Emergency Medical Services (EMS) Agency

Case:

Paramedics respond to a 60 year-old male with history of lung cancer in moderate respiratory distress.  He reports one month of increasing dyspnea on exertion and one week of shortness of breath at rest.  Since last night, he has not been unable to lay down due to trouble breathing.  He denies any fever, chest pain, or gastrointestinal symptoms.
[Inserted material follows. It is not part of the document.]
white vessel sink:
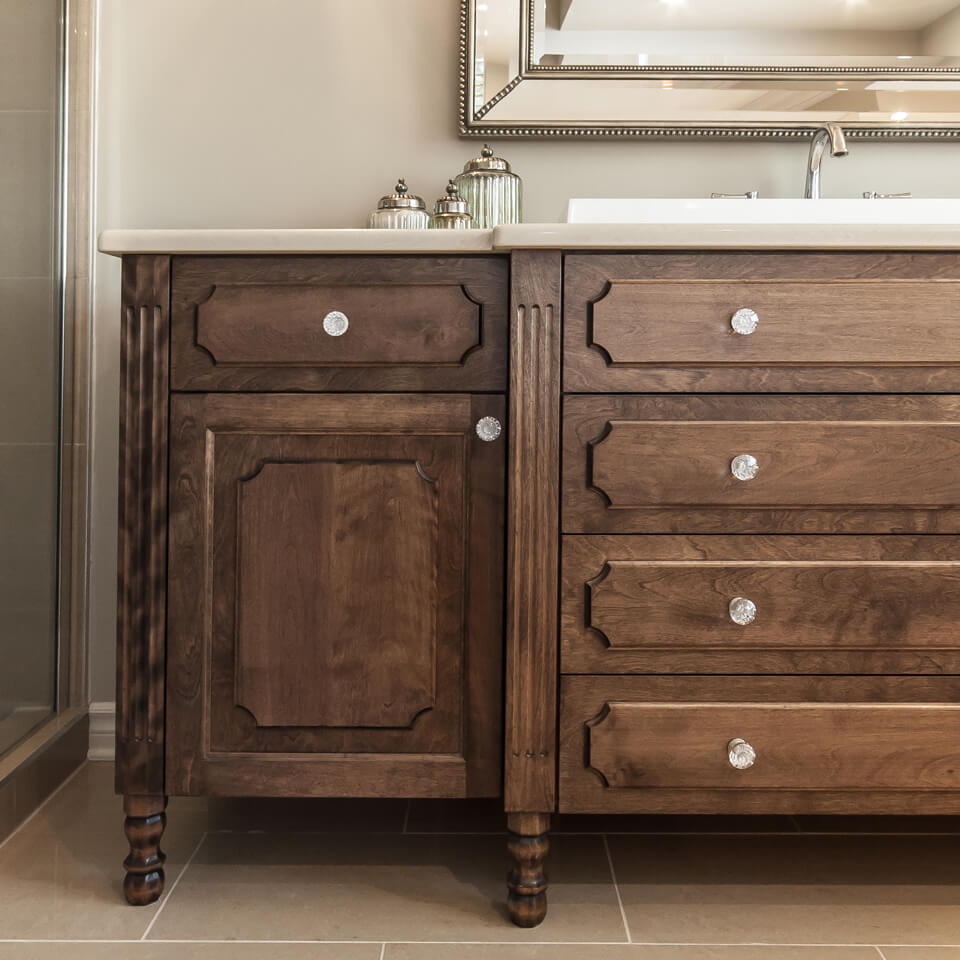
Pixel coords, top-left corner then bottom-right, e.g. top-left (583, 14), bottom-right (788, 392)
top-left (567, 198), bottom-right (960, 226)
Vital signs are blood pressure 90/70, HR 140, RR 22, O2 saturation 100% on 2L of home oxygen via nasal cannula.  His lungs are clear to auscultation.  Neck veins are prominent.  He has no peripheral edema.

ECG

ECG from WikEM1

 

 

Rate:                                                 140 bpm
Rhythm:                                            Sinus Rhythm – there are p waves before each QRS
ST Segment Elevation >1mm
In 2 or more contiguous Leads?:
     No
Reciprocal Changes:                        N/A
Other Abnormalities:                       The QRS complexes alternate in morphology

This ECG pattern is called electrical alternans and is seen in some cases of cardiac tamponade.  Beat-to-beat, the normally-conducted QRS complexes alternate in height.  This pattern results from the heart swinging backwards and forwards in a large pericardial effusion.   Electrical alternans is a relatively rare finding, but if present in a patient with a clinically consistent presentation, one should suspect cardiac tamponade.  More common ECG findings in patients with cardiac tamponade are sinus tachycardia and low QRS voltage.

As is true in this case, patients will typically be hypotensive and have narrow pulse pressure.   Pulse pressure is the difference between systolic and diastolic blood pressure; values lower than 25% of the systolic blood pressure are narrow.  In general, this is an early sign of shock.  Additional supportive findings for cardiac tamponade in this patient include elevated JVP with clear lungs.  Malignancy is the most common cause of non-traumatic cardiac tamponade.  The patient’s lung cancer has caused the pericardial effusion leading to tamponade.

As fluid accumulates in the pericardial space, the pressure increases which reduces ventricular filling and cardiac output.  Therefore, there is reduced preload to the ventricles.  Therefore, IV fluids would be the first most important intervention in this hypotensive patient with suspected cardiac tamponade.

Cardiac tamponade does not have a specific Provider Impression.  Since this patient’s primary presentation of the tamponade is respiratory distress, it is reasonable to choose Respiratory Distress/Other in this patient (RDOT), which includes non-pulmonary and unknown causes of respiratory distress, and to manage the patient per TP 1237, Respiratory Distress.  The patient should receive Normal Saline 1L rapid infusion for his hypotension and should be continued on his home oxygen at 2L/min.  If his condition worsens, high-flow oxygen is appropriate, with continued fluids unless he develops evidence of pulmonary edema.  CPAP and nitrates are contraindicated in this preload-dependent condition.

The patient requires ALS transport to the MAR for rapid evaluation of cardiac tamponade via cardiac ultrasound.  Definitive treatment is a pericardiocentesis, where fluid is aspirated out of the pericardial sac.